Dalam hal ini, koagulasi koloid merupakan proses bergabungnya partikel-partikel


koloid secara bersamaan membentuk zat dengan massa yang lebih besar. Pada dasarnya,
penggumpalan partikel-partikel koloid dapat terjadi baik secara fisis maupun secara
kimia. Secara fisis, penggumpalan koloid biasanya terjadi akibat perubahan suhu. Dalam
hal ini, suatu koloid dapat menggumpal ketika dipanaskan dan didinginkan.
Koagulassi merupakan salah satu sifat dari koloid. Partikel-partikel suatu koloid
dapat mengalami penggumpalan membentuk zat semi-padat.
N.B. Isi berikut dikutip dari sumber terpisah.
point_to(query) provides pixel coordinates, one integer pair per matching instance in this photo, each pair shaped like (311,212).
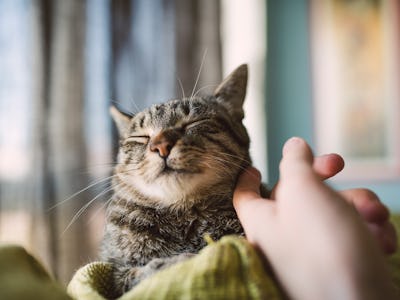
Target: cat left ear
(121,119)
(232,91)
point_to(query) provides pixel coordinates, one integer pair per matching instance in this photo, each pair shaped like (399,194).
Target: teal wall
(289,97)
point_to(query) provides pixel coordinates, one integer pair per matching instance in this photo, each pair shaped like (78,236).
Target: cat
(178,163)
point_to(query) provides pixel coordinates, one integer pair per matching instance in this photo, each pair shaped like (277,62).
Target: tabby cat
(178,163)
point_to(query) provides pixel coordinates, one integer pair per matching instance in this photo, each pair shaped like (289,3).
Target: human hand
(367,204)
(314,240)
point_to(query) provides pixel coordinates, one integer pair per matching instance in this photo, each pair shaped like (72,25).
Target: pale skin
(318,241)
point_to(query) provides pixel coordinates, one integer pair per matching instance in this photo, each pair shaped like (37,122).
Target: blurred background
(326,70)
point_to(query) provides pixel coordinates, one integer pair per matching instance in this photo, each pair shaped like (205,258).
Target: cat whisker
(83,208)
(181,87)
(198,75)
(204,87)
(94,183)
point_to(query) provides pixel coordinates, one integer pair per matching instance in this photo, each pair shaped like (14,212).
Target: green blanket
(227,269)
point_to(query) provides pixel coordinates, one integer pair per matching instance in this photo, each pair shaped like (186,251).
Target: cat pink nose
(162,146)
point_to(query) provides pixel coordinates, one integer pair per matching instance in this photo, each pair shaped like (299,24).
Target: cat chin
(171,189)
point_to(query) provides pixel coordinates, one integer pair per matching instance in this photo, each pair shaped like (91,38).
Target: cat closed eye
(195,123)
(141,139)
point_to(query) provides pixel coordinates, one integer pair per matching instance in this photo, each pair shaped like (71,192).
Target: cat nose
(162,146)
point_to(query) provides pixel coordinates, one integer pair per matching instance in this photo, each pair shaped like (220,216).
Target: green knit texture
(227,269)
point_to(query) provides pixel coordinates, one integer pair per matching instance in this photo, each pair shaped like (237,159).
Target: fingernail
(291,144)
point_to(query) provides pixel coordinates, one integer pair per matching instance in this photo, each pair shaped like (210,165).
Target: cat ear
(232,91)
(121,119)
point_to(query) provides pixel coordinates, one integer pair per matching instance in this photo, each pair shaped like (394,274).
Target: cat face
(177,150)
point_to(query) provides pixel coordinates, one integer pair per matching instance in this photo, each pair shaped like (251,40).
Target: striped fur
(177,166)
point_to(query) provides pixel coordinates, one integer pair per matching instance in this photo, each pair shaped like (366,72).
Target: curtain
(63,63)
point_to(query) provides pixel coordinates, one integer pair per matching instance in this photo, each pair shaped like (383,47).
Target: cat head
(178,151)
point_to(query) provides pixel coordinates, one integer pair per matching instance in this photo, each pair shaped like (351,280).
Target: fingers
(297,159)
(376,216)
(328,165)
(253,211)
(367,204)
(247,189)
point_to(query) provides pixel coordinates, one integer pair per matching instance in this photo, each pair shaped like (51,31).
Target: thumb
(248,186)
(297,159)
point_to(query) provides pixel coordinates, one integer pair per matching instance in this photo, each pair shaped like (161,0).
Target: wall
(289,96)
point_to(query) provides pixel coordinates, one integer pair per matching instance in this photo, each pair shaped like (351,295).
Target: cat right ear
(121,119)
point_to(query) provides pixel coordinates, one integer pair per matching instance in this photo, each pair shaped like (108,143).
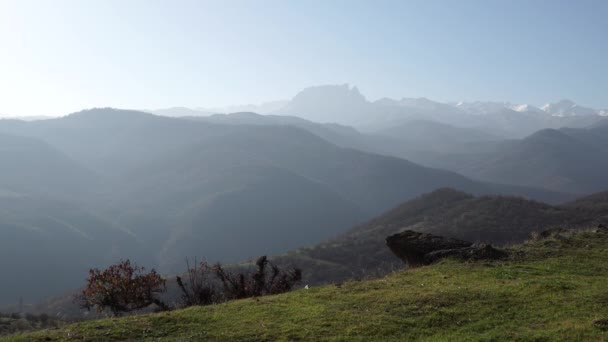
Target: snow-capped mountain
(568,108)
(526,108)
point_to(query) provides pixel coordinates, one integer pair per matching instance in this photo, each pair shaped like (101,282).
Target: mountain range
(501,220)
(228,187)
(159,189)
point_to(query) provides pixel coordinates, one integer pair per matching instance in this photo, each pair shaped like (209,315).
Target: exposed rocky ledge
(418,249)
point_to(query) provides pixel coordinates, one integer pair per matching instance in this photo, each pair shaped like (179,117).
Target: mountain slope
(499,220)
(568,160)
(554,291)
(228,192)
(29,166)
(47,246)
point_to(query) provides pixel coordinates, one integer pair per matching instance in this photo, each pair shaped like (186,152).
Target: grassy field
(554,289)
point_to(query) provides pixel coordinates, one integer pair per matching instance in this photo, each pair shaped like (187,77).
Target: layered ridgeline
(552,289)
(466,138)
(502,220)
(170,188)
(569,160)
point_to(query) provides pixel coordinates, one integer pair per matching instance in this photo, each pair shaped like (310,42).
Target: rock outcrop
(418,249)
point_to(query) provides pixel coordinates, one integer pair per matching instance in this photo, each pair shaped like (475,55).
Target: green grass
(553,290)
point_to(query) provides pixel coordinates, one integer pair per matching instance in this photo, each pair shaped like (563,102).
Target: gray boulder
(418,249)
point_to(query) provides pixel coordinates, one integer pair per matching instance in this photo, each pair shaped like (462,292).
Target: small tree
(198,288)
(122,288)
(260,283)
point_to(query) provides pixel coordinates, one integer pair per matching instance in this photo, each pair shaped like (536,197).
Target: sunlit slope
(553,289)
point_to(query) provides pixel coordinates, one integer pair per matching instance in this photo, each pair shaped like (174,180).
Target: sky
(61,56)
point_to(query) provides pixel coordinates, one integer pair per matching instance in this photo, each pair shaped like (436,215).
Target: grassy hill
(552,289)
(360,252)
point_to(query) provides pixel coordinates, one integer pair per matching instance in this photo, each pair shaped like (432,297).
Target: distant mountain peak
(567,108)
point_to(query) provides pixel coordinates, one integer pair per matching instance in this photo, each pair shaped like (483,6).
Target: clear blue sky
(59,56)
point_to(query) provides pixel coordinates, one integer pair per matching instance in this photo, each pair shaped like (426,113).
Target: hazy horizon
(64,56)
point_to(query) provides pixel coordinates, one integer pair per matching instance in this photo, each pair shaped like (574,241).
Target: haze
(58,57)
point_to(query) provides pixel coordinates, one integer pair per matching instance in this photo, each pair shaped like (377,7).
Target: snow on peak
(567,108)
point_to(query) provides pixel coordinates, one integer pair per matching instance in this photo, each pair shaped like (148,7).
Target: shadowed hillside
(500,220)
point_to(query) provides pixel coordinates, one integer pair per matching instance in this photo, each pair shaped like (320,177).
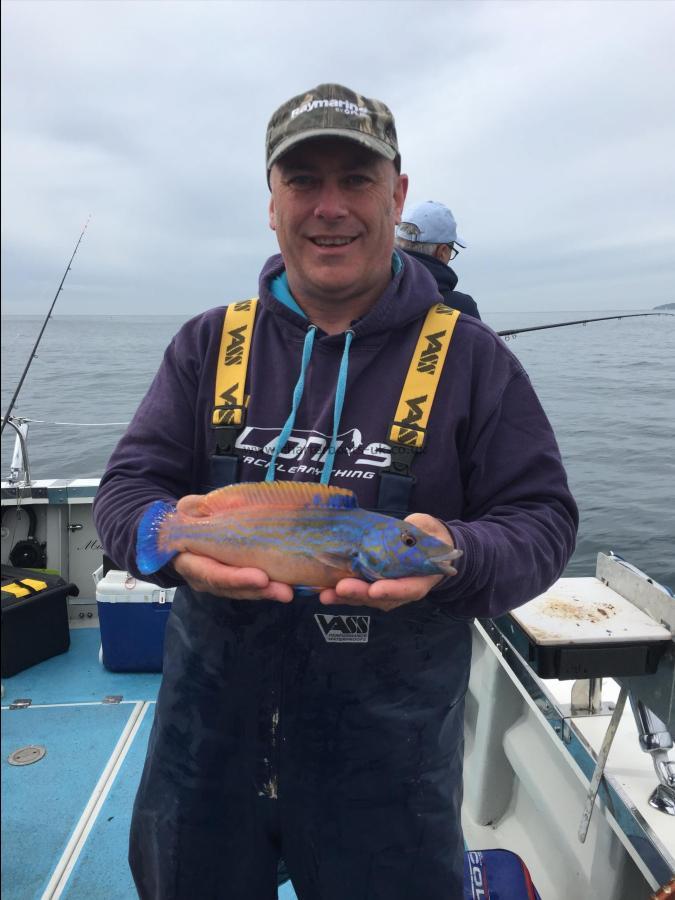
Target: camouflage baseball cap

Partikel-partikel yang tersebar dalam protoplasma mempunyai muatan yang sama,
akibat dari saling tolak yang berkelanjutan menyebabkna partikel-pertikel tidak dapat
mengendap dan keadaan ini mempertahankan stabilitas koloid. Jika ion atau partikel
koloid dibuat berlawanan muatan listriknya, akibatnya akan bersifat netral, akibat
selanjutnya partikel-partikel dalam sistem koloid akan menggumpal.